Alistair McGinn

Personal information
- Born: Q4.1952 Wandsworth, London, England

Sport
- Sport: Field hockey
- Position: Midfielder

Senior career
- Years: Team / Caps / Goals
- 1973–1974: St Lukes / - / -
- 1974–1992: Southgate / - / -

National team
- Years: Team / Caps / Goals
- –: England & Great Britain /  / -

= Alistair McGinn =

British field hockey player

Alistair Kirk McGinn (born Q4.1952) is a former British hockey international.

== Biography ==
McGinn was educated at Dane Court Grammar School and played club hockey for St Luke's College, Exeter in Devon.

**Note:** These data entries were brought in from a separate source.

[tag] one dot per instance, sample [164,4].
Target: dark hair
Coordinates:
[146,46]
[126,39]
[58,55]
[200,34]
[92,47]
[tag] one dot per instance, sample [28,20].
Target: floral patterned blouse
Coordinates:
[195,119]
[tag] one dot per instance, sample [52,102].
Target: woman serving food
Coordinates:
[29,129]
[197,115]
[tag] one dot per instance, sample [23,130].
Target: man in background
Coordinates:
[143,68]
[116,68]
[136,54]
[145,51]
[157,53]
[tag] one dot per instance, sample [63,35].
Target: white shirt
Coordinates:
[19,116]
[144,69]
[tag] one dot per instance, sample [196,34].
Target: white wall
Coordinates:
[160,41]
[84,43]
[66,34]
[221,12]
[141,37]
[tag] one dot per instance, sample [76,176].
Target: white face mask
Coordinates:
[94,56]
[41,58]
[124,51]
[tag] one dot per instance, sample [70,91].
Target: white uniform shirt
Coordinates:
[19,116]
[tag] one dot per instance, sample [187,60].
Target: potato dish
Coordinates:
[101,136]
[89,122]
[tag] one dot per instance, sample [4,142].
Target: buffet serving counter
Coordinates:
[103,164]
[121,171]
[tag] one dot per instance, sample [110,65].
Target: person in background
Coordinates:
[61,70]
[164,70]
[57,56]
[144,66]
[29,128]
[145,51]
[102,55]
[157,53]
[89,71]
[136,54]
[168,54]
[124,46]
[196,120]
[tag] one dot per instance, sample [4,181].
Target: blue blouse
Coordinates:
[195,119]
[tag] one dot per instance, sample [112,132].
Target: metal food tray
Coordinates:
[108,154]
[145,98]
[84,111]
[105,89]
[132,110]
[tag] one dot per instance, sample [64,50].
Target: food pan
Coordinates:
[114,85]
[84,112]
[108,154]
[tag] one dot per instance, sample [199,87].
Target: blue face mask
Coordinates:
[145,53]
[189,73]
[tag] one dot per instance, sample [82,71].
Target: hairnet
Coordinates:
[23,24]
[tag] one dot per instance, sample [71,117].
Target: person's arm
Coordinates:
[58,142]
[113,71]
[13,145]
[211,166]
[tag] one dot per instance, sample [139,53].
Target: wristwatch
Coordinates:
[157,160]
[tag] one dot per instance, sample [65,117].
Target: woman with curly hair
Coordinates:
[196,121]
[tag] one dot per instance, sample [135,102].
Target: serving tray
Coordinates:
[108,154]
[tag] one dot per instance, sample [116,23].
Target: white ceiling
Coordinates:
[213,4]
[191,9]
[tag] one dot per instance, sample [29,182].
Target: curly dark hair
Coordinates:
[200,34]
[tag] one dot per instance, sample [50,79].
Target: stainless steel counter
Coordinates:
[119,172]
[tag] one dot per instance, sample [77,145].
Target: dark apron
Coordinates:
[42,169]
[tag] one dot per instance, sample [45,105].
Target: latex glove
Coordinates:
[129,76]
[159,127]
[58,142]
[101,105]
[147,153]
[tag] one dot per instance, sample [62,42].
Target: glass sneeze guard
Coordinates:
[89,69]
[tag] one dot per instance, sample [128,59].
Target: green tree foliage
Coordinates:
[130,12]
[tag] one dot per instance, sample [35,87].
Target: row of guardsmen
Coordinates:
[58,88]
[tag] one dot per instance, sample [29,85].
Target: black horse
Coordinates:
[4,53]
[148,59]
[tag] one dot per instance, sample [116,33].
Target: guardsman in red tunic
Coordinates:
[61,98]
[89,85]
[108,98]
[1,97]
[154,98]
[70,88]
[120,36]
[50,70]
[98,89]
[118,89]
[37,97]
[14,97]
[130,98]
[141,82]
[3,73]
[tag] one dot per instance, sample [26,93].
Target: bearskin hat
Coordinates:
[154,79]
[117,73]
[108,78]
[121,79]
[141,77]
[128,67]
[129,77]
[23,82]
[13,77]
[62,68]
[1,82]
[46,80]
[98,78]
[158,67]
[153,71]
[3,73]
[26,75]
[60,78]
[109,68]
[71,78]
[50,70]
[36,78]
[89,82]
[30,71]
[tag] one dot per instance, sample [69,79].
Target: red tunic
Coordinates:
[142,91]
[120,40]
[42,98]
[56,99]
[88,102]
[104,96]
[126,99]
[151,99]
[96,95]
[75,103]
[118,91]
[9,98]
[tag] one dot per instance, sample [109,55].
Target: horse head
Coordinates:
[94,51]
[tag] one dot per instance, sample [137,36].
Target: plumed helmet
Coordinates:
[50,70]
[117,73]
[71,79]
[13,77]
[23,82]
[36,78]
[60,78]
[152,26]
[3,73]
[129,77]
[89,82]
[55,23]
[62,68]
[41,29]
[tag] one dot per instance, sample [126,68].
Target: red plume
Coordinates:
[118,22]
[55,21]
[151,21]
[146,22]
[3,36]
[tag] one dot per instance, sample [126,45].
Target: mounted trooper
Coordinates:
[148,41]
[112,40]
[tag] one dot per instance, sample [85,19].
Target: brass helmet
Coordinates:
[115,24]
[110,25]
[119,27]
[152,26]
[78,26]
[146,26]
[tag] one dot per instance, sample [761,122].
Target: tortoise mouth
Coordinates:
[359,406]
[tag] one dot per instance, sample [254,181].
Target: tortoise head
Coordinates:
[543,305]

He was a physical education teacher at Slough Grammar School.

He signed to play for Southgate Hockey Club in the Men's England Hockey League and won back to back league titles with the club in 1976–77 and 1977–78.

He was part of the Southgate team that won the EuroHockey Club Champions Cup for three successive years in 1976, 1977 and 1978.

Still at Southgate he was selected by England for the 1978 Men's Hockey World Cup. He continued to play for Southgate and was a member of their veteran team.

His brother Ian McGinn played for England and his nephew (twin brother Gordon's son) Oliver played hockey for Chelmsford Hockey Club.